California nurses call off Dignity strike after winning concessions

By | August 27, 2019

Dive Brief:

  • Nurses in Southern California hospitals in Oxnard, Northridge, and Camarillo reached a tentative agreement with employer Dignity Health on Friday to avoid a strike over staffing and safety issues.
  • The agreement comes just in time to avert a 10-day strike planned to start Aug. 30. The union withdrew its strike notice, which it issued on August 19.
  • The nurses were seeking improvements in nurse-patient staffing ratios and workplace safety, among other things. The tentative agreement is for a new five-year contract covering about 1,300 nurses at St.

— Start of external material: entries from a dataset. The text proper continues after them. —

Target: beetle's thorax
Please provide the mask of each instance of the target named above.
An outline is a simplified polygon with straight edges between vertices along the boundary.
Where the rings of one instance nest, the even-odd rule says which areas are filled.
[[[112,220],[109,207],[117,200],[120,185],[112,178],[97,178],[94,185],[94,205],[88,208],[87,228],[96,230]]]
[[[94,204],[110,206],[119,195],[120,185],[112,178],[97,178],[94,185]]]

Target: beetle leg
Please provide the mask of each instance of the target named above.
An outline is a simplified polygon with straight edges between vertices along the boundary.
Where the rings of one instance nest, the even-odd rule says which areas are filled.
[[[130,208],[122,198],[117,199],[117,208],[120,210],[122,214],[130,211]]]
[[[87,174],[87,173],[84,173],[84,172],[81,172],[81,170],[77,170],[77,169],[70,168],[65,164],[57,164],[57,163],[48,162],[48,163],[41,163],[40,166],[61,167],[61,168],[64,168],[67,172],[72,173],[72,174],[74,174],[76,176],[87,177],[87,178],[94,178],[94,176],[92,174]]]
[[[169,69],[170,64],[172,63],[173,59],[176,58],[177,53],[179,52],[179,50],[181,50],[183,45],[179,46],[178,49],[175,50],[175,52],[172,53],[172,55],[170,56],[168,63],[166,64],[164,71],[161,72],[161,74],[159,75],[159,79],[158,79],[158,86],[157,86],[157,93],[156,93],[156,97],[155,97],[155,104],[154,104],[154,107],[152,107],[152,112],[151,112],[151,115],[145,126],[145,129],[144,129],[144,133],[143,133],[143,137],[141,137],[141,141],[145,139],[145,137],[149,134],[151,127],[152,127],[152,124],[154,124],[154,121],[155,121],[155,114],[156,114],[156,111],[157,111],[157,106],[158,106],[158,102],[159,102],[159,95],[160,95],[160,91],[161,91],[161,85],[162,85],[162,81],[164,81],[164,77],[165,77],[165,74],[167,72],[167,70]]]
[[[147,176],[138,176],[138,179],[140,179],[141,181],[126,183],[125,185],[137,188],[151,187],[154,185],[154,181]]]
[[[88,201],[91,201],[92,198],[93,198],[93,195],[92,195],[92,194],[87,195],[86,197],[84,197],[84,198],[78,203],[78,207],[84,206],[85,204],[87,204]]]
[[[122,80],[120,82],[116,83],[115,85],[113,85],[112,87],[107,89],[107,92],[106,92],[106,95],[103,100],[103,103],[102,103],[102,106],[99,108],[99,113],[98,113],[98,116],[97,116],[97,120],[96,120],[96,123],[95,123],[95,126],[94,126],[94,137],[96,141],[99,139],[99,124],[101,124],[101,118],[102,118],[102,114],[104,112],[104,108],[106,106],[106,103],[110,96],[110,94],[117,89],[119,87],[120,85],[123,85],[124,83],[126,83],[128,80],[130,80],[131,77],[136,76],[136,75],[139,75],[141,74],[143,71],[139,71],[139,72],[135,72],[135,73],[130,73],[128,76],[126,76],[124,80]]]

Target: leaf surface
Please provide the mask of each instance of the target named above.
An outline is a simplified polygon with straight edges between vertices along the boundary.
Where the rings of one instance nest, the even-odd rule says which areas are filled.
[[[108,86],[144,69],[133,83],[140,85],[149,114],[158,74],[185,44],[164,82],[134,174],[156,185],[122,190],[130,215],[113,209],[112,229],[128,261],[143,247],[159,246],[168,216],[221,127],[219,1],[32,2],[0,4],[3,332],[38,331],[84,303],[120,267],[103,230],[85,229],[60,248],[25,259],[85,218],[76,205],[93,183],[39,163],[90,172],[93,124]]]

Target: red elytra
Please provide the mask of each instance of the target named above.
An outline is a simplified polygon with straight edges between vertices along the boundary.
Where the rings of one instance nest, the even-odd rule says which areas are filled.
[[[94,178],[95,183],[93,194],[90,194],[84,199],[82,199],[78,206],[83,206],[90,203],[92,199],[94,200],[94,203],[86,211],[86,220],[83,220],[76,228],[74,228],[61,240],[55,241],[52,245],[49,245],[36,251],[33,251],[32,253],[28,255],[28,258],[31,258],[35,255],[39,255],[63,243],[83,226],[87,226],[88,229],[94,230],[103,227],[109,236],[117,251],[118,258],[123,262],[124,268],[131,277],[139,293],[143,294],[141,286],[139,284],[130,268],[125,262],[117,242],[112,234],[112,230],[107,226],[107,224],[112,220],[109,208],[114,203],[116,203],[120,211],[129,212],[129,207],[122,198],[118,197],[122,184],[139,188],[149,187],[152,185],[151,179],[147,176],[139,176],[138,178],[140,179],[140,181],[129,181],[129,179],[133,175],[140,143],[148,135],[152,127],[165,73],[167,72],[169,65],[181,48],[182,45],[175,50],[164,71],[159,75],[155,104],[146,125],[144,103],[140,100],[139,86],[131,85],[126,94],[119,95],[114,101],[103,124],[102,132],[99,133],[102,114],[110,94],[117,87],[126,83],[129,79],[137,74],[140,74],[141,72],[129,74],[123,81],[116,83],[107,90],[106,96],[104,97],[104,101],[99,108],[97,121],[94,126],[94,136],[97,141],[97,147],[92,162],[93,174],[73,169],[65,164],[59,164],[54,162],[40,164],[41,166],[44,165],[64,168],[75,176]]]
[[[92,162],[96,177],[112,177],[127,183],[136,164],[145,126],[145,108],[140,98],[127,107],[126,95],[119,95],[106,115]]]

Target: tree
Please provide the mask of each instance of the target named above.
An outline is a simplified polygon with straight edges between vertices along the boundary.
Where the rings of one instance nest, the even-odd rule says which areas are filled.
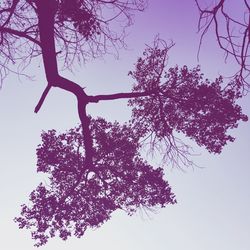
[[[195,0],[200,12],[198,29],[202,40],[210,28],[214,29],[217,43],[225,52],[225,58],[234,58],[239,66],[233,77],[242,84],[243,90],[249,90],[249,46],[250,46],[250,5],[247,0],[237,2],[241,7],[238,16],[231,13],[229,0],[215,1],[205,5]],[[231,2],[232,4],[232,2]]]
[[[81,237],[116,209],[133,214],[140,207],[176,203],[163,169],[143,160],[140,148],[149,142],[150,150],[159,149],[165,162],[188,165],[189,146],[176,132],[220,153],[234,140],[228,130],[247,120],[236,104],[241,97],[237,78],[223,85],[221,76],[204,79],[200,67],[166,69],[173,44],[159,37],[129,72],[135,81],[129,93],[90,96],[59,74],[59,60],[72,69],[75,60],[103,55],[110,44],[119,48],[133,11],[145,6],[139,0],[13,0],[0,6],[2,78],[13,71],[11,62],[25,67],[27,60],[42,56],[48,84],[35,112],[50,89],[58,87],[75,95],[81,122],[66,133],[42,134],[37,170],[49,174],[50,184],[40,184],[30,195],[31,204],[23,205],[15,219],[20,228],[32,231],[36,246],[57,234],[64,240],[72,234]],[[112,24],[124,17],[122,32],[114,33]],[[120,98],[129,99],[132,107],[127,124],[93,119],[86,112],[89,103]]]

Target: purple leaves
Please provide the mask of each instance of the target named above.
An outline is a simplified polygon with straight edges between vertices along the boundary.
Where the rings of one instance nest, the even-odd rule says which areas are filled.
[[[234,140],[228,130],[236,128],[240,120],[247,121],[236,104],[241,97],[237,78],[223,88],[222,77],[212,82],[204,79],[199,67],[176,66],[166,71],[167,51],[166,45],[159,48],[159,43],[147,48],[135,71],[130,72],[136,80],[134,91],[157,89],[154,95],[129,101],[134,128],[142,136],[168,140],[168,145],[175,140],[174,131],[182,132],[209,152],[220,153]]]
[[[132,215],[138,208],[176,203],[163,179],[138,153],[138,137],[130,125],[91,121],[94,167],[84,164],[81,128],[42,134],[37,170],[49,174],[48,186],[40,184],[30,194],[15,221],[31,230],[35,246],[59,235],[63,240],[81,237],[110,219],[116,209]]]

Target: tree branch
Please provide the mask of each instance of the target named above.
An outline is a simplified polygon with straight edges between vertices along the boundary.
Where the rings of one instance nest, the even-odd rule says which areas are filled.
[[[37,44],[37,45],[39,45],[41,47],[41,43],[39,41],[37,41],[35,38],[27,35],[25,32],[18,31],[18,30],[13,30],[13,29],[10,29],[10,28],[5,28],[5,27],[0,27],[0,32],[9,33],[11,35],[26,38],[29,41],[31,41],[31,42],[33,42],[33,43],[35,43],[35,44]]]
[[[44,102],[47,94],[49,93],[50,88],[51,88],[51,85],[48,84],[47,87],[45,88],[45,90],[43,91],[42,96],[41,96],[38,104],[35,107],[35,110],[34,110],[35,113],[37,113],[40,110],[40,108],[42,107],[43,102]]]
[[[137,98],[144,97],[156,94],[159,90],[151,90],[145,92],[129,92],[129,93],[117,93],[110,95],[96,95],[96,96],[88,96],[88,102],[99,102],[99,101],[108,101],[108,100],[116,100],[116,99],[125,99],[125,98]]]

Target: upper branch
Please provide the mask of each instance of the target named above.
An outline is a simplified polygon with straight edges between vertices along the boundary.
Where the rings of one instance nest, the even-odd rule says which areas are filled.
[[[144,97],[156,94],[158,89],[154,89],[151,91],[145,92],[129,92],[129,93],[116,93],[110,95],[96,95],[96,96],[88,96],[88,102],[99,102],[99,101],[108,101],[108,100],[115,100],[115,99],[124,99],[124,98],[137,98],[137,97]]]

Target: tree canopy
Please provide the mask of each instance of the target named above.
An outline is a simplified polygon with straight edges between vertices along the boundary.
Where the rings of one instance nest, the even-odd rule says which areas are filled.
[[[49,184],[41,183],[15,218],[20,228],[31,230],[36,246],[55,235],[64,240],[81,237],[116,209],[131,215],[138,208],[176,203],[163,168],[151,166],[140,155],[143,145],[149,143],[151,151],[160,149],[165,163],[189,165],[189,146],[178,133],[219,154],[234,140],[230,129],[247,121],[236,103],[242,97],[239,75],[225,83],[222,76],[206,79],[199,66],[167,68],[173,44],[159,37],[129,72],[134,80],[131,92],[92,96],[60,75],[59,62],[64,69],[72,69],[89,56],[123,46],[134,11],[146,5],[143,0],[6,0],[0,4],[2,79],[15,69],[21,74],[18,69],[41,56],[47,86],[35,112],[50,89],[57,87],[76,97],[80,119],[78,127],[65,133],[42,133],[37,171],[48,174]],[[12,67],[16,63],[19,67]],[[132,107],[126,124],[94,119],[86,112],[89,103],[122,98],[129,99]]]

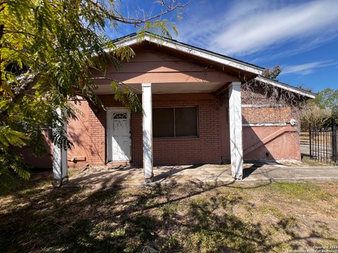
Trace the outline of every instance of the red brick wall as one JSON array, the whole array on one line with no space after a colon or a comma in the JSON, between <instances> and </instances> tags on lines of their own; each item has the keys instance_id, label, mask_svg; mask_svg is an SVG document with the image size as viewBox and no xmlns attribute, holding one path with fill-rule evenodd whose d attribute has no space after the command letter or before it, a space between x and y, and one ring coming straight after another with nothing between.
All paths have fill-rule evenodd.
<instances>
[{"instance_id":1,"label":"red brick wall","mask_svg":"<svg viewBox=\"0 0 338 253\"><path fill-rule=\"evenodd\" d=\"M218 163L220 161L219 103L210 94L154 95L153 108L197 106L198 138L161 138L153 140L154 164ZM100 96L105 107L121 107L112 96ZM94 113L89 108L89 163L106 162L106 112ZM142 164L142 115L132 112L132 157L134 164Z\"/></svg>"},{"instance_id":2,"label":"red brick wall","mask_svg":"<svg viewBox=\"0 0 338 253\"><path fill-rule=\"evenodd\" d=\"M242 107L243 123L287 123L291 120L291 108Z\"/></svg>"},{"instance_id":3,"label":"red brick wall","mask_svg":"<svg viewBox=\"0 0 338 253\"><path fill-rule=\"evenodd\" d=\"M197 106L199 112L198 138L161 138L153 140L154 164L220 162L220 105L217 100L214 98L172 101L155 99L153 106Z\"/></svg>"}]
</instances>

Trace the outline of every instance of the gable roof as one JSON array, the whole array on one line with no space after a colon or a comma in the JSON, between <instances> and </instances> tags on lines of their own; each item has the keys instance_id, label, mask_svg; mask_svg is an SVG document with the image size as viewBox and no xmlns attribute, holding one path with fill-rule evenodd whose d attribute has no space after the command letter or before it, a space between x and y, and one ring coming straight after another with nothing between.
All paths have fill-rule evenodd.
<instances>
[{"instance_id":1,"label":"gable roof","mask_svg":"<svg viewBox=\"0 0 338 253\"><path fill-rule=\"evenodd\" d=\"M130 46L142 41L154 43L171 49L177 50L182 53L186 53L187 54L195 56L206 60L211 60L226 66L232 67L256 74L262 74L263 72L264 71L264 68L255 65L179 42L175 39L170 39L161 36L155 35L149 32L146 32L142 39L138 37L136 33L133 33L113 41L113 42L114 42L115 45L117 46Z\"/></svg>"},{"instance_id":2,"label":"gable roof","mask_svg":"<svg viewBox=\"0 0 338 253\"><path fill-rule=\"evenodd\" d=\"M201 58L203 59L211 60L226 66L234 67L239 70L257 74L257 77L255 77L255 79L258 82L262 82L265 84L278 87L280 89L285 89L295 93L304 96L309 98L315 98L316 96L316 94L312 92L307 91L302 89L296 88L291 85L282 83L280 82L274 81L268 78L263 77L262 76L264 71L263 67L255 65L254 64L248 63L240 60L234 59L233 58L226 56L220 53L200 48L196 46L188 45L187 44L177 41L175 39L170 39L162 36L149 33L148 32L146 32L144 36L143 36L141 39L137 36L137 34L133 33L116 39L112 42L113 42L116 46L130 46L141 43L142 41L154 43L158 45L163 46L171 49L177 50L182 53Z\"/></svg>"}]
</instances>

John’s Regional Medical Center, St. John’s Pleasant Valley Hospital, and Northridge Hospital Medical Center.

Dive Insight:

Labor disputes made healthcare headlines in 2018, with nurses demanding better staffing ratios from chains Tenet and Community Health Systems, University of California Health, Kaiser Permanente and a handful of smaller independent hospitals. In 2018, workers at Dignity Health, protested to “demand the corporation operate in the interests of patients, healthcare workers and communities.” ​

The current skirmish between Dignity Health and the nurses at the three hospitals involved nurse-to-patient staffing ratios, a hot-button issue that has led to labor unrest in other parts of the country, too — fueling strikes, rallies and even a midterm ballot initiative in Massachusetts.

The tentative agreement between Dignity Health and the nurses at the three hospitals includes maintaining safe nurse-to-patient ratios and barring the use of “floating” nurses in certain hospital departments if they haven’t been specifically trained and validated to work there.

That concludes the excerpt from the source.